- Religions: Hinduism, Christianity
- Languages: Tamil, Malayalam
- Subdivisions: Thachar; Karthachar; Thatar; Kollar; Kannar;
- Related groups: Tamils, Sri Lankan Tamils

= Kammalar (caste) =

South Indian caste

Kammalar is a Tamil caste group found in the Indian state of Tamil Nadu and in northeastern Sri Lanka. The Kammalars are involved in crafting. Kammalar is a generic term that comprises the communities of Kannar (brass-workers), Kollar (blacksmiths), Tatar (goldsmiths), Tatchar (carpenters) and Kartatchar (sculptors). Kammalars are classified and listed as Backward Class by both the central government of India and the State governments of Tamil Nadu and Kerala.

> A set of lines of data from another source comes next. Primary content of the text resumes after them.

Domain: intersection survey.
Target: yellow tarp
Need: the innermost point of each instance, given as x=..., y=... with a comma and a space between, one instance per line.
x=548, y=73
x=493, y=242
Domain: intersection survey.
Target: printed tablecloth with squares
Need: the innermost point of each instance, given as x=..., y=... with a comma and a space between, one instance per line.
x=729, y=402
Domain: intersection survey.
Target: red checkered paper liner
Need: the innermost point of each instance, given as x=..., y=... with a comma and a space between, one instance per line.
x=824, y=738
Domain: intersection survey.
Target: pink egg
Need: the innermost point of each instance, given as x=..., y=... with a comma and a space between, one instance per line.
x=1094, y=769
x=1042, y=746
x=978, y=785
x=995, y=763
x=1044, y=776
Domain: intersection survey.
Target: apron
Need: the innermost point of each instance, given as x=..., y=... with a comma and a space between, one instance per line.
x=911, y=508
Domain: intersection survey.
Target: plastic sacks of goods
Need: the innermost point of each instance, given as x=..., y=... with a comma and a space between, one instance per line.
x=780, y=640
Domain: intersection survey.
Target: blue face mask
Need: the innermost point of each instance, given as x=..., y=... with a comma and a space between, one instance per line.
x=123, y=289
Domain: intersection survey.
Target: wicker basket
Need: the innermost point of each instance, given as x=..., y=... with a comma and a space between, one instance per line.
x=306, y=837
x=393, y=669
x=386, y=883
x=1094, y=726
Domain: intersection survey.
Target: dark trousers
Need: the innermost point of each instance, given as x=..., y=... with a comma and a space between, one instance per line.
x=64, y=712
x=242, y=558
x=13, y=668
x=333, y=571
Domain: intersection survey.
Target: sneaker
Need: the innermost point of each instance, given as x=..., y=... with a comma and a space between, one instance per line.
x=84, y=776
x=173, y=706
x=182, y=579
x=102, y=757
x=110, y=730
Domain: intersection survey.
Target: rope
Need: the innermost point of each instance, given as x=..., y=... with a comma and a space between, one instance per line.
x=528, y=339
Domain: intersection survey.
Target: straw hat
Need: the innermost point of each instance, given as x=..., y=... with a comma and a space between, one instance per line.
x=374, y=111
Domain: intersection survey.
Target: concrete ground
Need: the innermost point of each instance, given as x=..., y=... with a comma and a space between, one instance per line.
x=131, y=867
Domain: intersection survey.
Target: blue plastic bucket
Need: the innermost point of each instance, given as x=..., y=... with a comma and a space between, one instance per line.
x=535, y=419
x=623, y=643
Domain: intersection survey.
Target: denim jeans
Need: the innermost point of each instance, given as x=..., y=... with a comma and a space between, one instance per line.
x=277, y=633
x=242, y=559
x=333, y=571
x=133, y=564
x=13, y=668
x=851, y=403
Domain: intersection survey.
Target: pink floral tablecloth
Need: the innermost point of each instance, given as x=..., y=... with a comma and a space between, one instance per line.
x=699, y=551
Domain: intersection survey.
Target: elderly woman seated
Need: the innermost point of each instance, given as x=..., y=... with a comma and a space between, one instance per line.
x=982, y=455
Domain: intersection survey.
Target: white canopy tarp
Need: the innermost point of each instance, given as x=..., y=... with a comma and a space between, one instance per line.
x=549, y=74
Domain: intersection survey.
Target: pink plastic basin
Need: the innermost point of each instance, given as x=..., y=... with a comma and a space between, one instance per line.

They worship Vishvakarma and various forms of this deity.

== Etymology ==

The word Kammalar is derived from the Tamil word Kam meaning "art" or "operation". The Kammalar finds mention in ancient Sangam literature, mentioning them by the name Kammiyar. Their name is said to be derived from the phrase "one who gives the eyes", referring to their providing the eyes for statues of deities.

== Synonyms ==

=== Tamil Nadu and Sri Lanka ===
In Tamil Nadu, Tamil Achari is known as Tamil Kammalars. They are goldsmiths and landlords.

The Kammalar community in Nachiyar Koil town of Tamil Nadu are renowned for making the ornamental brass Nachiarkoil lamps.